The motion is on behalf of a class of all Virginia’s same-sex couples; the class is simultaneously challenging the state’s same-sex marriage ban in its own case, Harris v. Rainey.
The decision effectively allows the two federal challenges to Virgina’s same-sex marriage ban to be consolidated on appeal without delaying or disrupting either case.
“We are pleased the court granted our motion to intervene because the Bostic appeal could decide the fate of not only both couples involved, but also the entire class of more than 14,000 same-sex couples in Virginia whom we represent,” said Greg Nevins, Counsel in Lambda Legal’s Southern Regional Office based in Atlanta.
On February 13, a federal judge in Norfolk ruled, in Bostic v. Rainey, that the state’s ban is unconstitutional, but delayed her ruling while it is appealed.
The plaintiffs in the Bostic case are represented by the American Foundation for Equal Rights (AFER) and attorneys David Boies and Ted Olson, who argued against California’ s Proposition before the U.S. Supreme Court last year.
The other case, Harris v. Rainey, was filed August 1 in the U.S. District Court in Harrisonburg.

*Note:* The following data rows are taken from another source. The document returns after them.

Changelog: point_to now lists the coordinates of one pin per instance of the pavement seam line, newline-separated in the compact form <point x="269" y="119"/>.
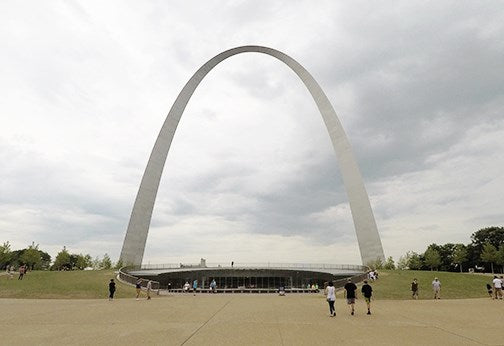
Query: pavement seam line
<point x="197" y="330"/>
<point x="444" y="330"/>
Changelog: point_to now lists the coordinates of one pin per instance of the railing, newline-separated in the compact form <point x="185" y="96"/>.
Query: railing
<point x="131" y="279"/>
<point x="238" y="265"/>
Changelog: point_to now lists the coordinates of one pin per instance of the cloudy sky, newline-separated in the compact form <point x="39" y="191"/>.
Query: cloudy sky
<point x="251" y="175"/>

In January, the court certified the lawsuit as a class action, extending the scope of those represented in the lawsuit to all same-sex couples in the state who cannot legally marry or whose legal marriages performed elsewhere are not recognized by the Commonwealth.
The Harris case is awaiting decision from the federal trial court. Once that decision is issued, it will be appealed to the Fourth Circuit.
Also Monday, the appeals court outlined a schedule Monday that will expedite the Bostic case to the Richmond court by May, with briefs scheduled for later this month. The expedited review had been sought by the plaintiffs who challenged the ban as well as Attorney General Mark Herring.